Сорокин шепотом произнес матерное ругательство.
— Целиком и полностью с тобой согласен, — не слишком сочувственно сказал Мещеряков. — Журналисты — это вечная заноза в наших с тобой задницах. Ничего не поделаешь — свобода печати… Слушай, а ты не пробовал их, скажем, расстреливать? Или сажать, а? Берешь кило героина, заряжаешь им редакционную машину, сажаешь всех до последнего курьера в кутузку, а потом тихо шлепаешь при попытке к бегству… Не пробовал? А ты попробуй.
— Смешно тебе, — проворчал Сорокин, с тоской заглянув в бокал с пивом. — А у меня, между прочим, какая-то сволочь людей ест.
— Ну, у меня людей тоже периодически едят, — сказал Мещеряков. Приходишь утром на службу и отдаешь приказ: такого-то ко мне в кабинет, А тебе отвечают: никак невозможно, потому как такого-то вчера съели. Вызвали наверх и сожрали с потрохами, а объедки отправили на Чукотку, в театральный бинокль за американскими разведывательными спутниками следить.

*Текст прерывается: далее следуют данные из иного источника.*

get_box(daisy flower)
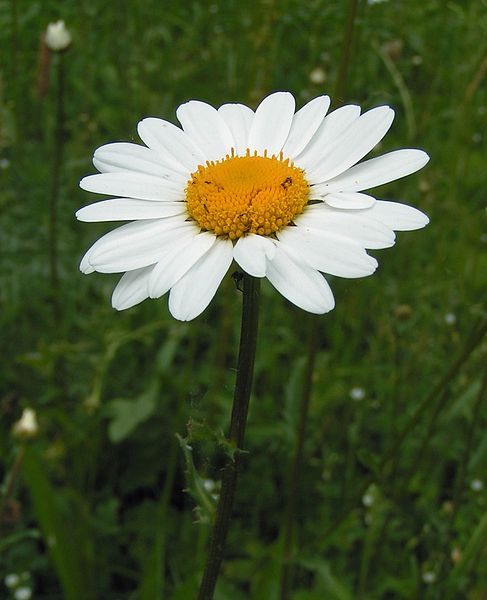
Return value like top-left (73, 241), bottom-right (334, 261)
top-left (76, 92), bottom-right (428, 321)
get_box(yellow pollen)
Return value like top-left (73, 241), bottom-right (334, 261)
top-left (186, 150), bottom-right (309, 240)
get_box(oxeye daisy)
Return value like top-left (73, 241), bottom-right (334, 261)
top-left (76, 92), bottom-right (428, 321)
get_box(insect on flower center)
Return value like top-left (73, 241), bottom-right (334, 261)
top-left (186, 150), bottom-right (309, 240)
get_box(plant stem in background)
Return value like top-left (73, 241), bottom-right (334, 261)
top-left (0, 446), bottom-right (25, 531)
top-left (198, 274), bottom-right (260, 600)
top-left (322, 320), bottom-right (487, 541)
top-left (49, 52), bottom-right (64, 317)
top-left (280, 315), bottom-right (318, 600)
top-left (334, 0), bottom-right (358, 104)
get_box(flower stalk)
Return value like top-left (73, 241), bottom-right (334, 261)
top-left (198, 274), bottom-right (260, 600)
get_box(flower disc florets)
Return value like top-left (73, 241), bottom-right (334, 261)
top-left (186, 151), bottom-right (309, 240)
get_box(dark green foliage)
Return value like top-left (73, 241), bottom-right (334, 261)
top-left (0, 0), bottom-right (487, 600)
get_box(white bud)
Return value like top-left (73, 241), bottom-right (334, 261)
top-left (4, 573), bottom-right (20, 589)
top-left (46, 21), bottom-right (71, 52)
top-left (13, 408), bottom-right (39, 438)
top-left (309, 67), bottom-right (326, 85)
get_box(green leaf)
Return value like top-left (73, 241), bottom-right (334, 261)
top-left (176, 435), bottom-right (217, 523)
top-left (108, 385), bottom-right (158, 444)
top-left (22, 446), bottom-right (95, 600)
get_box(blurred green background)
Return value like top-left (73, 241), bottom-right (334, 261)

— Ну и что ты тогда делаешь? — с неожиданно вспыхнувшим интересом спросил Сорокин, — Ну а что в таких случаях делают? — вяло откликнулся Мещеряков. — Хватаюсь за свою задницу и щупаю: на месте она или половину уже кто-нибудь отгрыз? Тьфу! Хотел поднять тебе настроение, а получилось, что свое испортил. Девушка! Организуйте-ка вы нам коньячку… Граммов по пятьдесят для начала, хорошо?
— А что скажет госпожа полковница? — на всякий случай спросил Сорокин.
— А твоя?
— А моя уже все сказала и укатила на дачу.
— А моя, — со вздохом сказал Мещеряков, — в Париже. Франко-российская дружба — это тебе не хухры-мухры, понял?
— Понял, — сказал Сорокин. — Да здравствует свобода?
— Что ты называешь свободой? Вот это? — Мещеряков обвел нетерпеливым жестом уличное кафе. — Или это? — он раздраженно кивнул в сторону своей машины, которая терпеливо дожидалась его у бровки тротуара, мигая оранжевыми огоньками аварийной сигнализации, как новогодняя елка. — Слушай, а давай напьемся!
— М-да? — с некоторым сомнением в голосе сказал Сорокин.
— А что? Со старшими по званию пить приходится осторожно — вдруг что-нибудь не то ляпнешь. С младшими — сам понимаешь, еще хуже. А с тобой как раз, что называется, в уровень. И повод есть…
— Какой повод?
— Свобода, елки-палки!
Принесли коньяк. Сорокин задумчиво повертел рюмку в пальцах и вдруг спросил:
— Тебе Забродов, случайно, не звонил?
— А что? — быстро откликнулся Мещеряков, бросив на приятеля острый взгляд, которого тот, похоже, не заметил.
— Да так, вспомнилось почему-то. Наверное, по ассоциации со свободой. Никогда не видел более свободного человека. Не считая душевнобольных, конечно.
— Вот-вот. Да нет, не звонил, конечно. От него разве дождешься? Понятия не имею, где его носит. Судя по тому, как долго он отсутствует, занесло его довольно далеко. Это же Забродов! Он мог, например, отправиться прогуляться в Непал — поболтать с ламой и вообще развеяться… Одно слово чокнутый!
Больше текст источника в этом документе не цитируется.